The example below shows the LDA algorithm trained in the SimpleImputer transformed dataset.

We use a Pipeline to define the modeling pipeline, where data is first passed through the imputer transform, then provided to the model. `This ensures that the imputer and model are both fit only on the training dataset and evaluated on the test dataset within each cross-validation fold`. This is important to avoid data leakage.

In [12]:
# example of evaluating a model after an imputer transform
from numpy import nan
from pandas import read_csv
from sklearn.pipeline import Pipeline
from sklearn.impute import SimpleImputer
from sklearn.discriminant_analysis import LinearDiscriminantAnalysis
from sklearn.model_selection import KFold
from sklearn.model_selection import cross_val_score

# load the dataset
dataset = read_csv('..//..//..//data/pima-indians-diabetes.csv', header=None)

# mark zero values as missing or NaN
dataset[[1,2,3,4,5]] = dataset[[1,2,3,4,5]].replace(0, nan)

# split dataset into inputs and outputs
values = dataset.values
X = values[:,0:8]
y = values[:,8]

# define the imputer
imputer = SimpleImputer(missing_values=nan, strategy='mean')
#imputer = SimpleImputer(missing_values=nan, strategy='median')
#imputer = SimpleImputer(missing_values=nan, strategy='most_frequent')
#imputer = SimpleImputer(missing_values=nan, strategy='constant')
#imputer = SimpleImputer(missing_values=nan, strategy='constant', fill_value=10)

# define the model
lda = LinearDiscriminantAnalysis()

# define the modeling pipeline
pipeline = Pipeline(steps=[('imputer', imputer), ('model', lda)])

# define the cross validation procedure
kfold = KFold(n_splits=3, shuffle=True, random_state=1)

# evaluate the model
result = cross_val_score(pipeline, X, y, cv=kfold, scoring='accuracy')

# report the mean performance
print('Accuracy: %.3f' % result.mean())

Accuracy: 0.762


Results with several imputer values

- Accuracy (mean): 0.762
- Accuracy (median): 0.760
- Accuracy (most_frequent): 0.760
- Accuracy (constant): 0.763
- Accuracy (constant, fill_value=10): 0.767

## 6. Algorithms that Support Missing Values

There are algorithms that can be made robust to missing data, such as `k-Nearest Neighbors` that can ignore a column from a distance measure when a value is missing. `Naive Bayes` can also support missing values when making a prediction.

There are also algorithms that can use the missing value as a unique and different value when building the predictive model, such as classification and regression trees; especially `tree-based techniques`, can specifically account for missing data.

`Note`. *Sadly, the scikit-learn implementations of naive bayes, decision trees and k-Nearest Neighbors are not robust to missing values.
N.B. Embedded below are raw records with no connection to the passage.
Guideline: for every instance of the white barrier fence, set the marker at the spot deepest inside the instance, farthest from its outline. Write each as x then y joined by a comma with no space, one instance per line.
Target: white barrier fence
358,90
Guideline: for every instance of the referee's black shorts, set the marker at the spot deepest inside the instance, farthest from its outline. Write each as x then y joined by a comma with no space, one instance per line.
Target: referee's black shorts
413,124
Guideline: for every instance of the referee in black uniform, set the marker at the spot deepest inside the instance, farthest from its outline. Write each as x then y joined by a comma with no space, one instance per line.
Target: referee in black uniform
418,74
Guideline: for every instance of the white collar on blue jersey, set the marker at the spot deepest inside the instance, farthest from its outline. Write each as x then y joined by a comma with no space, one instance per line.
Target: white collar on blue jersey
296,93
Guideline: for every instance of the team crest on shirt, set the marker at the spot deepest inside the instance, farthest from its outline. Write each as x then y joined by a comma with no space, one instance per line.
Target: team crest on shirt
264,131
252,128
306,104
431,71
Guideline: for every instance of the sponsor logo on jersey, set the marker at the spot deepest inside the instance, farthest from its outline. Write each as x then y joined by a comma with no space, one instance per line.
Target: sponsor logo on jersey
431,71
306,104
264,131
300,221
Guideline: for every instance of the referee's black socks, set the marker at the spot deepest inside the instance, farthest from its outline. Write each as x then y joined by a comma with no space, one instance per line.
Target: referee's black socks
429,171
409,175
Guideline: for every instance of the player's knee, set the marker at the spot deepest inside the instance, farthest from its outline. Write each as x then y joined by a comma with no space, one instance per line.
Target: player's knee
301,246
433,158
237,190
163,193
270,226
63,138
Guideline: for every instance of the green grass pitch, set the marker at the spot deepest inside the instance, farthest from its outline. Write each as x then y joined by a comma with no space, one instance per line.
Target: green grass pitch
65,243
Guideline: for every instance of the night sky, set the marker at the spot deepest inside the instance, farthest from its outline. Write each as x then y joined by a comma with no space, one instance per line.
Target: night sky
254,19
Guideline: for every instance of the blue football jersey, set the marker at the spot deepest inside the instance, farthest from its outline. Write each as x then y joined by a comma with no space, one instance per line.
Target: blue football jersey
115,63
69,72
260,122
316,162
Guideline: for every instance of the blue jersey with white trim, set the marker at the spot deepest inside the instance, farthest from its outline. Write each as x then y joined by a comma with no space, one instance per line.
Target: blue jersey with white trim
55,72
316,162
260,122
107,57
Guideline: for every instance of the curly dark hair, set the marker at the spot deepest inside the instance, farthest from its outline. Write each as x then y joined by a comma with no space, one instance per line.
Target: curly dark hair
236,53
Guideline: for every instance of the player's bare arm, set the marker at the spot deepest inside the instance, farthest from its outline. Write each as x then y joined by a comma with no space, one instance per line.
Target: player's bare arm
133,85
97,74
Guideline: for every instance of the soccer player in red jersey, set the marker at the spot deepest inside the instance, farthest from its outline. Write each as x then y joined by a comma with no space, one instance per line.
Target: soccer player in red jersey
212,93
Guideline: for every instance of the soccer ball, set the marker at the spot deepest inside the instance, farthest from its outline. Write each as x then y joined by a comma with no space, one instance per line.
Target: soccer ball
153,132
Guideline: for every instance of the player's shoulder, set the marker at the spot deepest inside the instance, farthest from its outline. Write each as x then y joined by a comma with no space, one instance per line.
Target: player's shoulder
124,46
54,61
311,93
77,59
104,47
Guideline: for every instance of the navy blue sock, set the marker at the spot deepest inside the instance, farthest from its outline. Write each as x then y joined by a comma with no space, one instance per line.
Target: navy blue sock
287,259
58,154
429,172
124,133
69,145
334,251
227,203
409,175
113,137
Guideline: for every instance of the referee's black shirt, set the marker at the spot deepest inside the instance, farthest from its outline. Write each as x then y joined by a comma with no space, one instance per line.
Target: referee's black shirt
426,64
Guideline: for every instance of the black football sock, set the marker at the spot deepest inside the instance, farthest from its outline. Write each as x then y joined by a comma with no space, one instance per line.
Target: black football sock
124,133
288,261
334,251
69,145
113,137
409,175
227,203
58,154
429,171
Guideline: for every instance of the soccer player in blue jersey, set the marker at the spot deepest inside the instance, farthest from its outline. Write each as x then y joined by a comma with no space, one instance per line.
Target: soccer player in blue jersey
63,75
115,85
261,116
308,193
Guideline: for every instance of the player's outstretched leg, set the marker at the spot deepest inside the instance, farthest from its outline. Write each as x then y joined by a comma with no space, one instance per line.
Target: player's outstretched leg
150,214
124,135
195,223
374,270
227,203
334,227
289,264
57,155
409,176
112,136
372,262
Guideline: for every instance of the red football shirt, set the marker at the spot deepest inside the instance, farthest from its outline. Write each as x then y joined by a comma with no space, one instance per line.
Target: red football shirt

Although it is being considered* [Here](https://github.com/scikit-learn/scikit-learn/issues/5870).

## Summary
In this tutorial, you discovered how to handle machine learning data that contains missing values.

Specifically, you learned:

- How to mark missing values in a dataset as numpy.nan.
- How to remove rows from the dataset that contain missing values.
- How to replace missing values with sensible values.